Possibili differenze di sesso nei tassi di incidenza del virus dell’epatite A (HAV), in diverse fasce di età, non sono ben documentate. Manfred S Green e i suoi colleghi hanno condotto un’indagine con l’obiettivo di stimare tali differenze in modo valido sulla base di informazioni provenienti da diversi Paesi ad alto reddito.
Abbiamo ottenuto i dati relativi all’incidenza del virus HAV, suddivisi per genere e fasce di età in un periodo compreso tra 6 e 25 anni, da nove Paesi: Australia, Canada, Repubblica Ceca, Finlandia, Germania, Israele, Paesi Bassi, Nuova Zelanda e Spagna.
I rapporti di incidenza tra maschi e femmine (IRR) sono stati calcolati per ogni anno, per Nazione e per fascia di età.

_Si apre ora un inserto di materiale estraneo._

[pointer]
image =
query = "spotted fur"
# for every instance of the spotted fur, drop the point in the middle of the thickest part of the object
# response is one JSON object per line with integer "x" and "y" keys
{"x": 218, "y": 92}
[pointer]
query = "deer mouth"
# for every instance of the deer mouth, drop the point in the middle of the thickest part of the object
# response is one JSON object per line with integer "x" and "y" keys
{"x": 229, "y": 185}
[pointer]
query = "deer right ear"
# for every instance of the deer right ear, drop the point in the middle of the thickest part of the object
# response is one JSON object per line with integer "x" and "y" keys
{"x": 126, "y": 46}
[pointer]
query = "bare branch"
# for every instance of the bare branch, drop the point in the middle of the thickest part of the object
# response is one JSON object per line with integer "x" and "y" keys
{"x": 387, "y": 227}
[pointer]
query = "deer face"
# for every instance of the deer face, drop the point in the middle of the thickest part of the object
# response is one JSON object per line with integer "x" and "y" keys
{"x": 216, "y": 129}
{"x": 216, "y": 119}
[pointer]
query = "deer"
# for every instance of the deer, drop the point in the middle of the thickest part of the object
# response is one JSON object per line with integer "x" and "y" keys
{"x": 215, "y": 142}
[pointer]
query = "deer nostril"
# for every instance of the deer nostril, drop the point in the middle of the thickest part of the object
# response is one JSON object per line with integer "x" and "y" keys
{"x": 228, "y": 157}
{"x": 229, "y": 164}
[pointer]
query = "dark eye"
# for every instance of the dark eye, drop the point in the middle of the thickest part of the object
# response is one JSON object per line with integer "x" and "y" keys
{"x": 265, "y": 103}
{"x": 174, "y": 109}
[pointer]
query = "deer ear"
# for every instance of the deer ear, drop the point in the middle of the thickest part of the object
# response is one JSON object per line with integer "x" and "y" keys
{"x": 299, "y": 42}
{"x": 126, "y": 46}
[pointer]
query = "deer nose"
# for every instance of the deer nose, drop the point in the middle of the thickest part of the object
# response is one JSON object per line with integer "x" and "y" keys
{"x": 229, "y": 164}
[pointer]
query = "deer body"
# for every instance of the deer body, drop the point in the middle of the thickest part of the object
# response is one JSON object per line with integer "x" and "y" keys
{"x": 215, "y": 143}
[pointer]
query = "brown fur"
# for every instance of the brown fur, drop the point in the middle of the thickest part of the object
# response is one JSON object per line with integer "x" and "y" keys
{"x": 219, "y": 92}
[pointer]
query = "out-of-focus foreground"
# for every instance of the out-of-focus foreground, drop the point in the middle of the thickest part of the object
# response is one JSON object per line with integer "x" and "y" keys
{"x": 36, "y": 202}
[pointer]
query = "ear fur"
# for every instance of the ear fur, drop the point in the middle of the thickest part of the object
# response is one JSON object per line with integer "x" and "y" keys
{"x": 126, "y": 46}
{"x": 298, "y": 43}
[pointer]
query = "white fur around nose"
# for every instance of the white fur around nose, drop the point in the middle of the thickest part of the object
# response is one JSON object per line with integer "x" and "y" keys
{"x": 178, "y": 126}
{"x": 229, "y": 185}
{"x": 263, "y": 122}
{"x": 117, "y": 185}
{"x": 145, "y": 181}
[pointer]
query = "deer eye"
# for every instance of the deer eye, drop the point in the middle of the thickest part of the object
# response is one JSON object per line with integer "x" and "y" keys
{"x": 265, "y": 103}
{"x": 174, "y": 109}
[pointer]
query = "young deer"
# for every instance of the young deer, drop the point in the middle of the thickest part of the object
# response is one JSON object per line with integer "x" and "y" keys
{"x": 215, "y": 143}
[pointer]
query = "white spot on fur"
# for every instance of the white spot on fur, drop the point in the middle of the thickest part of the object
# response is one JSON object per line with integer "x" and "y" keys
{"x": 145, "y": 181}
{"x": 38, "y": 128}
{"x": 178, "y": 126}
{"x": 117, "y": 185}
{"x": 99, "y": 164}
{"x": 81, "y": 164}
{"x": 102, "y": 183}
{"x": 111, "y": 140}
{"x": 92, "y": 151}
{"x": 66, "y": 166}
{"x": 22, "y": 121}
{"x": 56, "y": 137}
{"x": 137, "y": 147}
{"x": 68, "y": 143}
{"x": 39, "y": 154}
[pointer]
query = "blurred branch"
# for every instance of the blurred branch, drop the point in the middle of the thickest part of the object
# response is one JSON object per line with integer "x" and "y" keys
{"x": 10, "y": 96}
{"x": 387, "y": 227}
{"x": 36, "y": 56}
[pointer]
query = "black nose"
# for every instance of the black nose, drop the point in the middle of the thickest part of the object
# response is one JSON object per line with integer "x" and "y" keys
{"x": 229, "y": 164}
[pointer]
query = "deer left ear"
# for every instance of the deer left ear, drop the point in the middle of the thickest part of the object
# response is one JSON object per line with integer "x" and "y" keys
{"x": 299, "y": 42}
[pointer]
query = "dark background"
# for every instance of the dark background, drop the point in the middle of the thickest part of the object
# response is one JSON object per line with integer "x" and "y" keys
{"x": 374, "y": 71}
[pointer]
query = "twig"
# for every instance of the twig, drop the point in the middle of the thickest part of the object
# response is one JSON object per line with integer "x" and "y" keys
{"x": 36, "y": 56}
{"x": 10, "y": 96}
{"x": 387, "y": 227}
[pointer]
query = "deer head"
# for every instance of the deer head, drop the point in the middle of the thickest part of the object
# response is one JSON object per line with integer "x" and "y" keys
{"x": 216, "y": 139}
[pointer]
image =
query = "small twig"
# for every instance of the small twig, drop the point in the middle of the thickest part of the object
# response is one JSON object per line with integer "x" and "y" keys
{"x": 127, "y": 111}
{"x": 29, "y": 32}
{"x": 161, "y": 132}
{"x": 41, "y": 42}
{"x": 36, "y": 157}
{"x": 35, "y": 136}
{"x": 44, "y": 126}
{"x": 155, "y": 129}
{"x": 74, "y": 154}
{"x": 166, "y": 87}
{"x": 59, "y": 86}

La prevalenza maschile nei tassi di incidenza è stata costantemente osservata in tutti i gruppi di età, anche se nei gruppi più giovani e più vecchi, nei quali i numeri tendevano a essere più bassi, i limiti inferiori degli intervalli di confidenza al 95% per gli IRR erano inferiori a uno. Nelle fasce d’età <1, 1-4, 5-9, 10-14, 15-44, 45-64 e 65+, gli IRR in pool (con IC al 95%) per i Paesi e i periodi di tempo erano 1.18 (0.94,1.48), 1.22 (1.16,1.29), 1.07 (1.03,1.11), 1.09 (1.04,1.14), 1.46 (1.30,1.64), 1.32 (1.15,1.51) e 1.10 (0.99,1.23) rispettivamente.
L’elevato tasso di incidenza di HAV nei giovani maschi, calcolato in un certo numero di Paesi, suggerisce che possa dipendere, almeno in parte, da differenze di genere fisiologiche e biologiche e non solo da fattori comportamentali. Questi risultati, considerati nel contesto più generale dei maggiori tassi di incidenza osservati nei giovani maschi in molte altre malattie infettive, possono fornire ulteriori chiavi di lettura dei meccanismi dell’infezione.